The torrent also includes cracked passwords for a subset of those DB
records (188,281 accounts).

I can easily add the 188,000 already-cracked accounts to the Nmap
password frequency files, but does anyone have time and computing
resources to start on cracking the rest?  I recall that Brandon was
able to crack a very large percentage of the PHPBB password hashes we
found before.  And I recall that members of this list scored very well
in the Defcon password cracking contest this year :).

Cheers,
Fyodor


Thanks for pointing this out, more passwords is always a good thing!

I looked at this dump some earlier in the evening and I came to the
same crypt() conclusion as you, although I didn't actually try cracking
any of them that looked like crypt.

The other hash being used is bcrypt() (the ones that start with "$2a$")
which is an extremely well designed password hashing algorithm.

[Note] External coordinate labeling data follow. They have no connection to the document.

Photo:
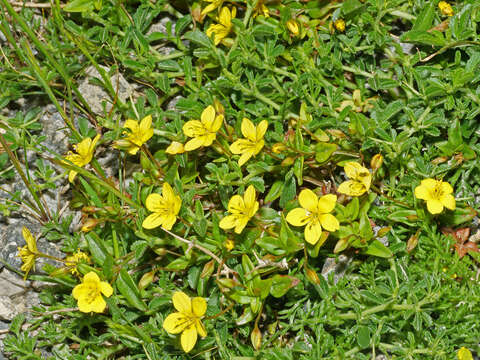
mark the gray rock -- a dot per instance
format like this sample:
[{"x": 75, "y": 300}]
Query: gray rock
[
  {"x": 337, "y": 267},
  {"x": 95, "y": 95}
]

Unfortunately for us, both of these hashes are salted and pretty slow.
bcrypt() is so slow it makes cracking and exercise in futility.  I
don't think we will be able to crack a big enough percentage of them to
use them as a source of statistics.

Unless we get to say, 66% accounts cracked, I don't think we have good
enough stats about the passwords to add them.  If we can only crack the
easy passwords, then adding them to our stats will bias our data towards
only the very easily crackable passwords.  This could harm our existing
data.

If I come across something interesting/useful I'll be sure to report it.